Design Patterns and Anti-Patterns
Learning Objectives
- You can recognize practical design choices that often help relational schemas.
- You can spot a few common anti-patterns before they become a problem.
- You can describe design decisions as trade-offs rather than as universal rules.
Database design quality is not only about formal rules. There are also practical patterns that tend to help and practical warning signs that often predict trouble.
This chapter collects a handful of each. These are not theorems. They are habits that experienced designers tend to apply and habits that experienced designers tend to avoid. Learning them early means that when you see the pattern later, you will know what it suggests.
Useful Patterns
A few simple patterns appear again and again.
Lookup Tables
If a value belongs to a small controlled set, a lookup table can make the design clearer and easier to validate.
For example, a platform may keep a controlled set of submission statuses such as submitted, graded, and late. A lookup table makes the allowed values explicit, lets queries join to readable descriptions, and prevents free-form drift where rows start containing values like Submitted, submit, or Graded (needs review).
A small table such as roles(id, name) is often clearer than allowing values like student, Student, and learner to appear inconsistently across many user rows.

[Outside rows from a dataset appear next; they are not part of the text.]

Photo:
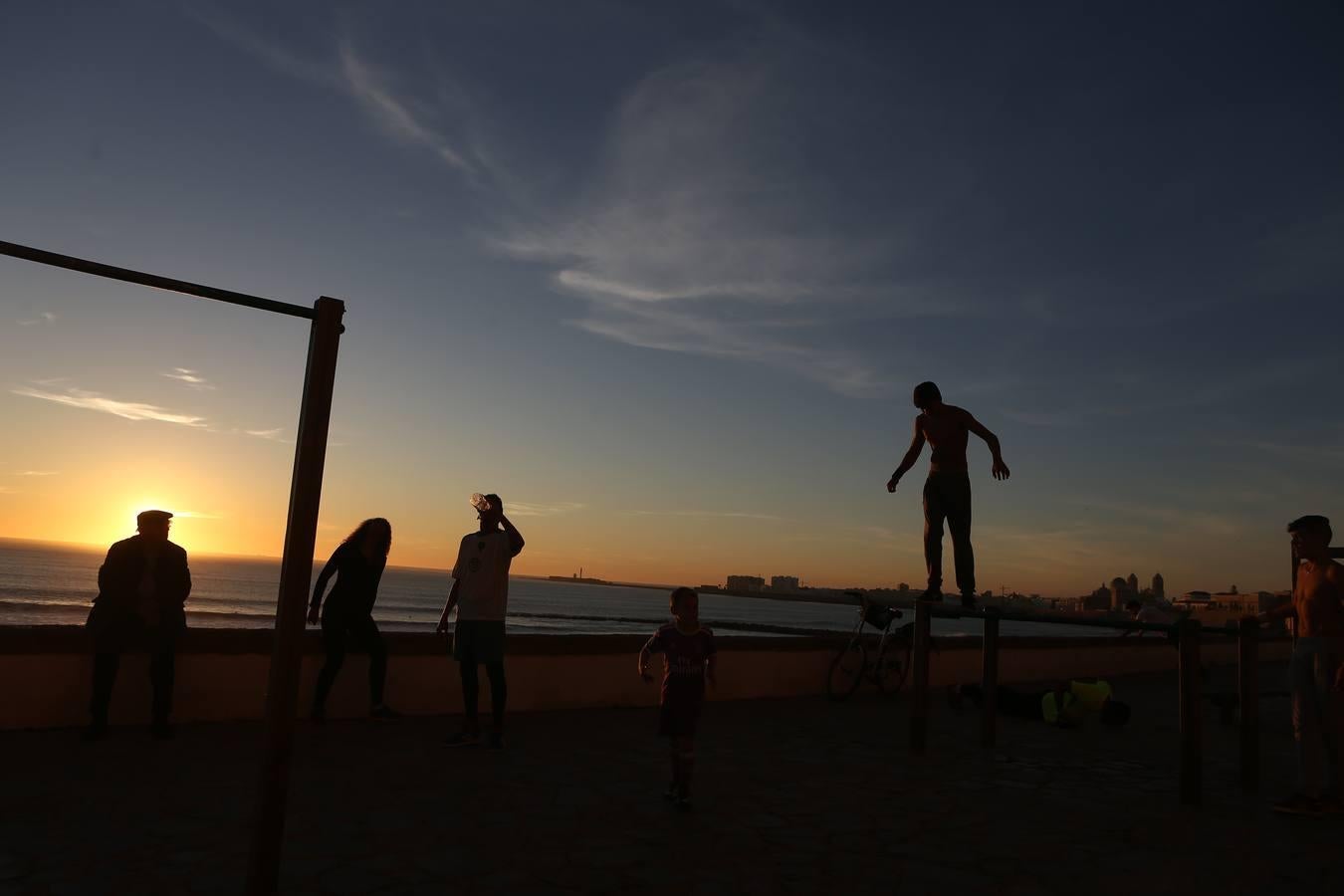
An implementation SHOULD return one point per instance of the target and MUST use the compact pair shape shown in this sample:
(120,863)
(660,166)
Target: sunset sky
(663,276)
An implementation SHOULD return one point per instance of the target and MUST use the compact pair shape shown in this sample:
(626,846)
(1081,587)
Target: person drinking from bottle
(947,492)
(480,594)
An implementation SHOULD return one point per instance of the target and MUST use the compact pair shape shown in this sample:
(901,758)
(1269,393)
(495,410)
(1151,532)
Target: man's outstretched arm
(909,460)
(1001,469)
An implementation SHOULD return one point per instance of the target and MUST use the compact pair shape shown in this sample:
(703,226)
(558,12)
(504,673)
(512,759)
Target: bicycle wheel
(847,670)
(894,665)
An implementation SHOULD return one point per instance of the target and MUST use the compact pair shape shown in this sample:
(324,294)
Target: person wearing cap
(1316,669)
(142,587)
(480,594)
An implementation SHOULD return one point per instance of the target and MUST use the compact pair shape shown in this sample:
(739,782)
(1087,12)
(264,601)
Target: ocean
(56,584)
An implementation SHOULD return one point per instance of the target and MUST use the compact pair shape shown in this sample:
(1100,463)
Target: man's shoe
(1298,804)
(464,739)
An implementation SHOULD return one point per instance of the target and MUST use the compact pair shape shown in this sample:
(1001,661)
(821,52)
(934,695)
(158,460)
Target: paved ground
(793,796)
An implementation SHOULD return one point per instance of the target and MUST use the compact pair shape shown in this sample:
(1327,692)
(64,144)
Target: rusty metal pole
(990,680)
(296,573)
(920,706)
(1247,695)
(1190,712)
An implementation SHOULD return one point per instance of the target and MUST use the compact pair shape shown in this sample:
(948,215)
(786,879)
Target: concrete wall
(45,672)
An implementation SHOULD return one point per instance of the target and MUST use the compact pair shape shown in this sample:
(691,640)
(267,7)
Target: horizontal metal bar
(111,272)
(1056,618)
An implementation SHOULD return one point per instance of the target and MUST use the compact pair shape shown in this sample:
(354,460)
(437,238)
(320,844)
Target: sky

The trade-off is that a lookup table adds one more relationship to the schema. For very small controlled sets, a CHECK constraint on the allowed values is sometimes simpler. The choice depends on how often the set will change and how rich the descriptions need to be.
Explicit Relationship Structures
Many-to-many relationships are usually easier to manage when made explicit as their own structure.
In a later relational schema, this often becomes a separate table such as enrollments(user_id, course_instance_id). Once the relationship has its own rows, it can carry attributes like joined_at, it can be queried directly, and it does not have to be simulated through strange column patterns on one of the sides.
Audit Fields
Fields such as created_at or updated_at can be useful when the application needs to track changes over time.
In the course-platform schema, submitted_at is also an audit-style field because it records when an event happened. In the library case, both the borrow date and the return date on a loan play a similar role.
Audit fields are usually cheap to add and hard to reconstruct later. If you suspect the system will eventually need to know when a row was created or last changed, adding a timestamp now is much easier than reconstructing the information from indirect sources later.
Stable Identifiers for External References
If other systems or documents will refer to an entity from outside, it helps to have an identifier that is suitable for that use.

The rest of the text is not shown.